Henny Penny And Turkey Lurkey

“The sky is falling! The sky is falling!” cry my work colleagues. “What is it? What do you mean?” I asks, asks I. “We really need a favour,” they say, say they. “Urgently!”

Hmm, methinks I do detect the scent of a shift swap being requested. Methinks I would really like to get Sunday off to go on a course. “Of course,” I say, nonchalently, as if it is a mere trifle. “No worries. Whenever you like. I just need to work late on Sunday instead of during the day.”

So on Sunday I’m going on a one-day course with the Director’s Guild and will be learning more about working with actors. I cannot tell you how pleased this makes me. I am seriously going to have to play loud music and dance on the table once I’ve posted this. I have lurkeyed and hope the result is no turkeys.

“What of Henny Penny?” you asks, asks you. I’m tempted to say there is no Henny Penny and the sky isn’t falling. However my car is falling. Falling to pieces. And I lack pennies–of the henny variety or any other–to keep paying for it to be fixed. Last week I had the alternator and the cambelt replaced. This week, the radiator has sprung a leak. Good thing I get driven home by a chauffeur isn’t it?

“You cheeky bar steward!” I think I hear from the back (yes, you).

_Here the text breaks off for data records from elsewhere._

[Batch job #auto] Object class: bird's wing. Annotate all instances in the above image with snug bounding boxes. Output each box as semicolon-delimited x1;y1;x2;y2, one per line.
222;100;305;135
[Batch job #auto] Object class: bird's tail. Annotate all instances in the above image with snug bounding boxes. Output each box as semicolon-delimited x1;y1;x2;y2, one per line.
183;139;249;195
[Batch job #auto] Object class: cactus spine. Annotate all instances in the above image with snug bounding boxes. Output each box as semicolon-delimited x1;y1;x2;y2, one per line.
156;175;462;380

At least, I think that’s what you said. And I nod, embarrassed because you are right. It is one of those job perks of working in television that I really do appreciate. If it’s any consolation, the hours suck.

Anyway, top thing is that tonight’s chauffeur wasn’t a complete loon racing down the white markings of the motorway, straddling two lanes and nodding off to sleep at the wheel. No. Nor did the car reek of aftershave in a vain attempt to mask the smell of BO where the driver had been sleeping in it for two days. Another bonus.

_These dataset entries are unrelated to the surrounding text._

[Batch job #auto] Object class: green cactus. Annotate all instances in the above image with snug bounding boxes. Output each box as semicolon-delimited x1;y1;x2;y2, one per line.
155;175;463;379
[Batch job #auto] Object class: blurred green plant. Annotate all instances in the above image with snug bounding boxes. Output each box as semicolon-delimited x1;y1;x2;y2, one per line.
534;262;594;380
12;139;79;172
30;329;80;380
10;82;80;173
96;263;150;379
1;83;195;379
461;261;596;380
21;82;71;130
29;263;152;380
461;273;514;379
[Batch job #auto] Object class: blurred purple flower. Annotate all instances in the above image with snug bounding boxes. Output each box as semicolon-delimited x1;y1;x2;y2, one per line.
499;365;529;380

Tonight’s driver was James. James–yes, for real, “Take me home, James!”–asked about my car. “Ow is your car, doin’, for real, bruv?” he asks, asks he. I tell him. “It’s pants.”

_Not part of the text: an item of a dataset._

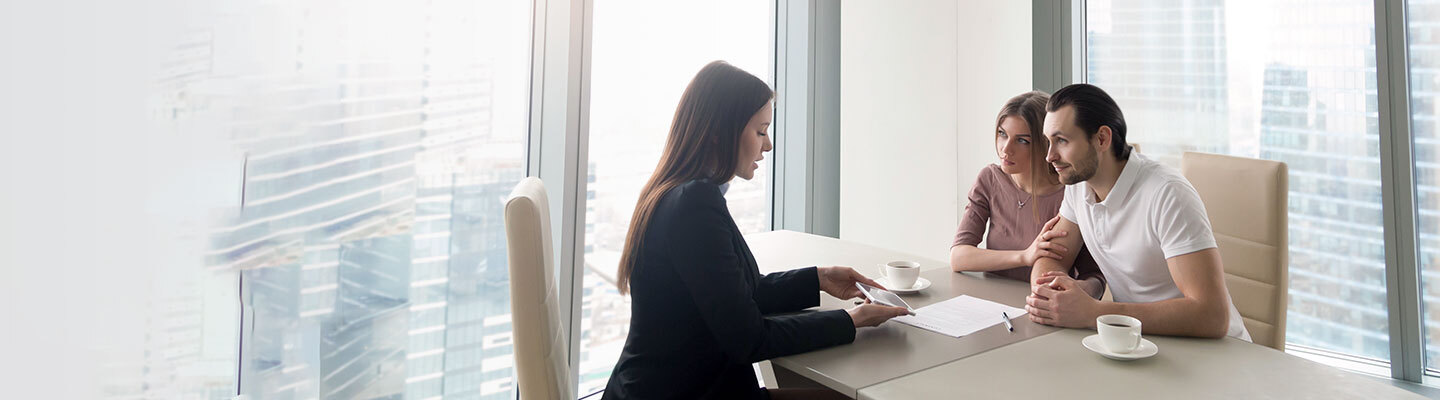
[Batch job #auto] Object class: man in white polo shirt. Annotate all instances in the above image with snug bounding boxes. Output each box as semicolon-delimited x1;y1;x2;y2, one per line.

Now the thing I find out is that James used to deal in cars before he started driving eejits like me around in the middle of the night. And James knows where all the auctions are and where the bargains are. At least, this is what he tells me. “You don’ wanna be tradin’ yours in for no new car, bruv,” explains James. “You could be spendin’ just a coupla grand and get a decent motor that’s hardly bin used, innit.”

Well, I’ll bite. What else am I doing with my time apart from film making, distribution, trying to find an agent, planning another shoot and fretting? So it looks like at some point I’m off to a car auction with James–a motormouth in every sense–to look at shiny mow-tahs, barely used by the gentrified classes and the like. Cushtie, innit?

Oh, God, what am I letting myself in for.